Reflux complete after, be cooled to room temperature, adding the 1mL anhydrous methanol and also stir 1h, to remove the complete sodium Metal 99.5 of unreacted, is that 25% hydrochloric acid soln 40mL * 3 extract with the mixture massfraction subsequently, collect extraction liquid (water), with extraction liquid oil bath backflow 8h, after reaction finished, cooling reaction system was to room temperature, stir the lower pH value that is with NaOH solution conditioned reaction to alkalescence (about pH=8.5), with ethyl acetate 40mL * 3 extractions.The combined ethyl acetate layer carries out drying with the 10g anhydrous sodium sulphate to it, and ethyl acetate is reclaimed in underpressure distillation, and the distillation substrate is pale yellow oily liquid body N-4-methoxybenzyl-4-piperidone (3a).

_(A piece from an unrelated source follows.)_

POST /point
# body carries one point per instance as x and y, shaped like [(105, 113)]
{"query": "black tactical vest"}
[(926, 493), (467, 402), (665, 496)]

In the round-bottomed flask of 50mL, add intermediate (3a) (0.005mol) and 4-cyanobenzaldehyde (0.01mmol), 15mL dehydrated alcohol and 10% (massfraction) sodium hydroxide 1mL.Room temperature (15~25 ℃) stirs 1h, has solid to separate out, and suction filtration is used the absolute ethanol washing product again, or namely obtains target compound (Ia) with ethyl acetate and sherwood oil recrystallization.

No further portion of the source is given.